Et selon vous, cela doit venir du politique ?
Absolument. La majorité des gens ne vont pas spontanément réduire l’usage de leur voiture ou se déplacer davantage à vélo juste parce qu’ils se disent : « Tiens, je vais faire un geste pour la planète » ou « Allez, je vais essayer de faire un peu plus d’exercice ». Dans des villes comme Copenhague, et désormais dans de nombreux quartiers de Paris, si les habitants privilégient le vélo, c’est tout simplement parce que c’est le moyen le plus pratique pour aller d’un point A à un point B. C’est plus logique, plus simple, et cela, on le doit à des décisions politiques courageuses.

Avec l’affaire des PFAS,  c’est exactement la même chose : il faut du courage ! L’un de ces produits chimiques, le TFA, se retrouve dans les pesticides, ce qui pose de gros problèmes d’eau potable dans des régions agricoles comme la Flandre occidentale. Et la réaction du ministre ? Il se contente d’augmenter le seuil de précaution. Pourtant, nous savons que les enfants avec un taux élevé de PFAS dans le corps développent plus de maladies infectieuses et réagissent moins bien à la vaccination. Rien que cela devrait suffire à bannir ces substances de notre alimentation et de notre eau potable. Ce serait aussi une façon d’éviter que la facture ne nous soit envoyée par la société de distribution d’eau, à qui revient ensuite la charge de régler le problème.

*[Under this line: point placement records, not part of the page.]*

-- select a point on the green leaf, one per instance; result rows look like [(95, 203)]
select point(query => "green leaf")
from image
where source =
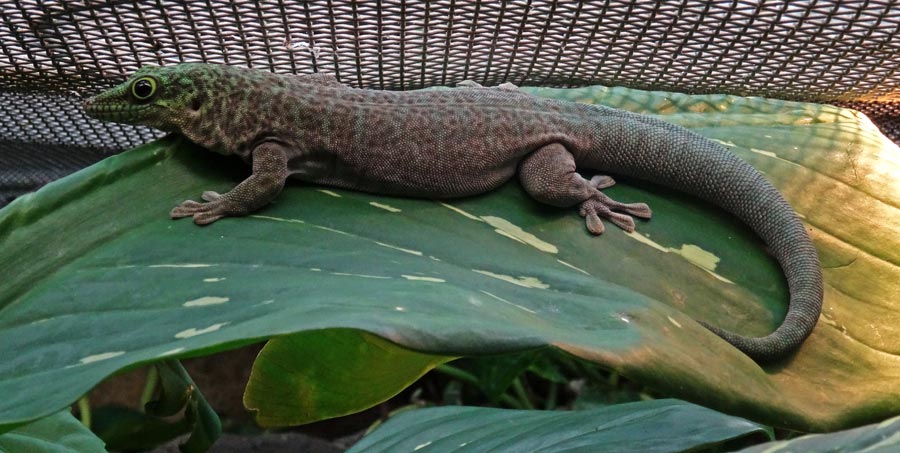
[(881, 437), (649, 426), (179, 393), (58, 433), (130, 430), (97, 278), (309, 376)]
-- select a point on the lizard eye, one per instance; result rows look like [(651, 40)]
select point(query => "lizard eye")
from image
[(143, 88)]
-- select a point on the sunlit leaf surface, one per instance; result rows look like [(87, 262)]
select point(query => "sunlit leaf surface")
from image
[(97, 278)]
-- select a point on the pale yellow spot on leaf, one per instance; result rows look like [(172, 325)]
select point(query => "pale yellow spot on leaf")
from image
[(170, 352), (460, 211), (773, 156), (347, 274), (570, 265), (508, 302), (100, 357), (724, 143), (193, 332), (204, 301), (386, 207), (527, 282), (277, 219), (506, 228), (328, 192), (690, 252), (423, 279), (411, 252)]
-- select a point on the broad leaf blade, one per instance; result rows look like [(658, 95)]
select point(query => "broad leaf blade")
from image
[(101, 279), (58, 433), (649, 426), (309, 376), (883, 437)]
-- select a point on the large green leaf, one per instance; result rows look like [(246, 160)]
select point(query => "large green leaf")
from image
[(58, 433), (881, 437), (312, 375), (647, 426), (97, 278)]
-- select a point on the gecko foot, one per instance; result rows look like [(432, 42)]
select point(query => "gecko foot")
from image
[(600, 205), (203, 213)]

Dagboek van een kinderarts zonder grenzen, Daan Van Brusselen. Borgerhoff & Lamberigts (264 pages). Le livre n’a pas encore été traduit en français.
Dagboek van een kinderarts zonder grenzen, Daan Van Brusselen. Borgerhoff & Lamberigts (264 pages). Le livre n’a pas encore été traduit en français.

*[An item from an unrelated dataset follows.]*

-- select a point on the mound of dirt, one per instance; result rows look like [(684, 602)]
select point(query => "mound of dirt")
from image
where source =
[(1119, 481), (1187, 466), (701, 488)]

Malheureusement, l’économie passe encore trop souvent avant la santé publique. Les enfants, qui sont les plus vulnérables parce que leur organisme et leur système immunitaire sont encore en développement, finissent par être considérés comme de simples dommages collatéraux. Personnellement, en tant que pédiatre, je trouve ça complètement incompréhensible. Il est plus que temps de changer cette mentalité.

Il ne nous reste plus qu’à espérer que tout le monde, décideurs compris, prenne le temps de lire votre livre. Merci pour cet échange.